CDC adds 6 more symptoms to list for COVID-19
Posted at 10:58 AM, May 18, 2020
and last updated 2020-05-18 11:58:39-04

MT. JULIET, Tenn. (WTVF) — Free drive-thru COVID-19 testing opportunities will continue in Mt. Juliet this week.

Due to the strong turnout last week, Kroger Health made the decision to add additional testing dates May 19 through May 21.

“We are grateful to the Wilson County Health Department for connecting Kroger Health with Mt. Juliet for this opportunity for the citizens of our community," said Kenny Martin, Mr. Juliet city manager. "Increased testing opportunities are vital as we begin to get people back to work.”

Those who are interested in being testing can go to Mt. Juliet Middle School on N. Mt. Juliet Road from 8:30 a.m. to 4:30 p.m. Testing will be conducted in the parking lot.

Testing is open to anyone regardless of symptoms, but you must schedule an appointment ahead of time through Kroger Health's online portal.


See all our coronavirus coverage here


What is COVID-19 (a.k.a. the new coronavirus?)

According to the World Health Organization, coronaviruses (CoV) are a large family of viruses that cause illness ranging from the common cold to more severe diseases. Examples include the Middle East Respiratory Syndrome (MERS-CoV)and Severe Acute Respiratory Syndrome (SARS-CoV). A novel coronavirus (nCoV) is a new strain that has not been previously identified in humans. COVID-19 stands for "Coronavirus disease 2019," which is when this strain of the coronavirus was discovered.

What are the symptoms?

The CDC says patients confirmed to have the 2019-nCoV reportedly had mild to severe respiratory illness with:

  • Cough
  • Shortness of breath or difficulty breathing

Or at least two of the following symptoms:

  • Fever
  • Chills
  • Repeated shaking with chills
  • Muscle pain
  • Headache
  • Sore throat
  • New loss of taste or smell

At this time, the CDC believes symptoms could appear as soon as two days after exposure, or as long as 14 days.
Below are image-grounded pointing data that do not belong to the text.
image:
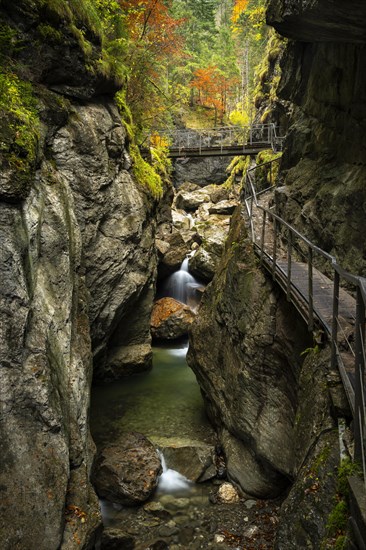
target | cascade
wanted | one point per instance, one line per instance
(170, 480)
(182, 286)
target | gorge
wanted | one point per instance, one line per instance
(86, 235)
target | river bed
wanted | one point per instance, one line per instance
(165, 404)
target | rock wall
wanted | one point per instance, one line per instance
(200, 171)
(245, 350)
(323, 167)
(77, 267)
(270, 394)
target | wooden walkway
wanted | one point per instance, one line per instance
(215, 142)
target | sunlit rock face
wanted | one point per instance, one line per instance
(319, 20)
(323, 167)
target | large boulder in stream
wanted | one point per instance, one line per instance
(127, 471)
(205, 261)
(170, 319)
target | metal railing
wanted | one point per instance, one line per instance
(311, 279)
(184, 140)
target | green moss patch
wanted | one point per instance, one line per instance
(19, 133)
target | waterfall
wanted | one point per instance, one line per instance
(182, 286)
(170, 480)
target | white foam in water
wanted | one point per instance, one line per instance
(172, 481)
(179, 352)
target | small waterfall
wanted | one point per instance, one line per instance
(182, 286)
(172, 481)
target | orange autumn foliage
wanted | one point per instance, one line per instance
(150, 21)
(213, 88)
(239, 8)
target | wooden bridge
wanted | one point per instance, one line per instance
(311, 279)
(222, 141)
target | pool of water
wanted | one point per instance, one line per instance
(161, 404)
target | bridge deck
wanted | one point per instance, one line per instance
(217, 151)
(298, 292)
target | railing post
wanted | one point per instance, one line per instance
(310, 289)
(359, 419)
(289, 264)
(335, 320)
(274, 249)
(263, 235)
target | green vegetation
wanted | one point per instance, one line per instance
(268, 76)
(338, 518)
(145, 173)
(20, 131)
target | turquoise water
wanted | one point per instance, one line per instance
(163, 403)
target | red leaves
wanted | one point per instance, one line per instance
(150, 21)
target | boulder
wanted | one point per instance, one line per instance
(195, 460)
(115, 539)
(126, 360)
(170, 319)
(225, 207)
(204, 263)
(190, 201)
(245, 347)
(200, 170)
(127, 471)
(227, 494)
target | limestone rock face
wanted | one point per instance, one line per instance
(170, 319)
(319, 20)
(244, 354)
(205, 261)
(323, 166)
(227, 494)
(200, 170)
(305, 511)
(77, 268)
(127, 471)
(194, 460)
(118, 240)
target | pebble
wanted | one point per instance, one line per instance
(169, 529)
(227, 494)
(249, 504)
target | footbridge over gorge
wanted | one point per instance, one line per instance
(327, 297)
(221, 141)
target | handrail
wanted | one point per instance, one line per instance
(187, 139)
(334, 326)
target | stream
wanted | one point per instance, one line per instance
(165, 405)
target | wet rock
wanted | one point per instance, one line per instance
(227, 494)
(190, 201)
(115, 539)
(249, 504)
(172, 250)
(205, 261)
(169, 529)
(200, 170)
(158, 545)
(195, 460)
(170, 319)
(244, 344)
(225, 207)
(127, 472)
(156, 509)
(124, 361)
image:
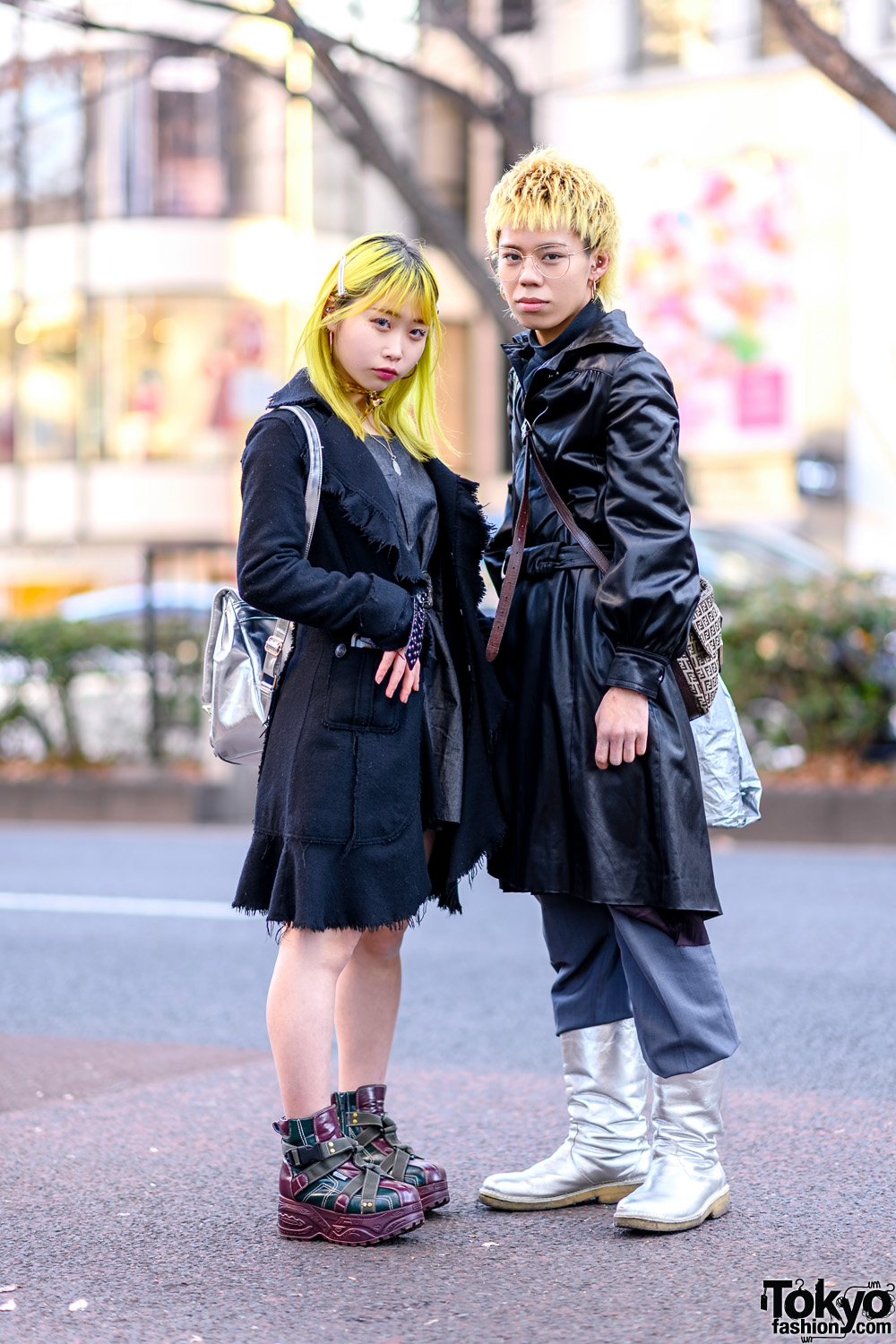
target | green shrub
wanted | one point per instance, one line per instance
(53, 653)
(825, 650)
The CDC is recommending "common sense" measures such as:

  • Wash your hands often with soap and water for at least 20 seconds. If soap and water are not available, use an alcohol-based hand sanitizer.
  • Avoid touching your eyes, nose, and mouth with unwashed hands.
  • Avoid close contact with people who are sick.
  • Stay home when you are sick.
  • Cover your mouth and nose with a cloth face cover when around others.
  • Cover your cough or sneeze with a tissue, then throw the tissue in the trash.
  • Clean and disinfect frequently touched objects and surfaces.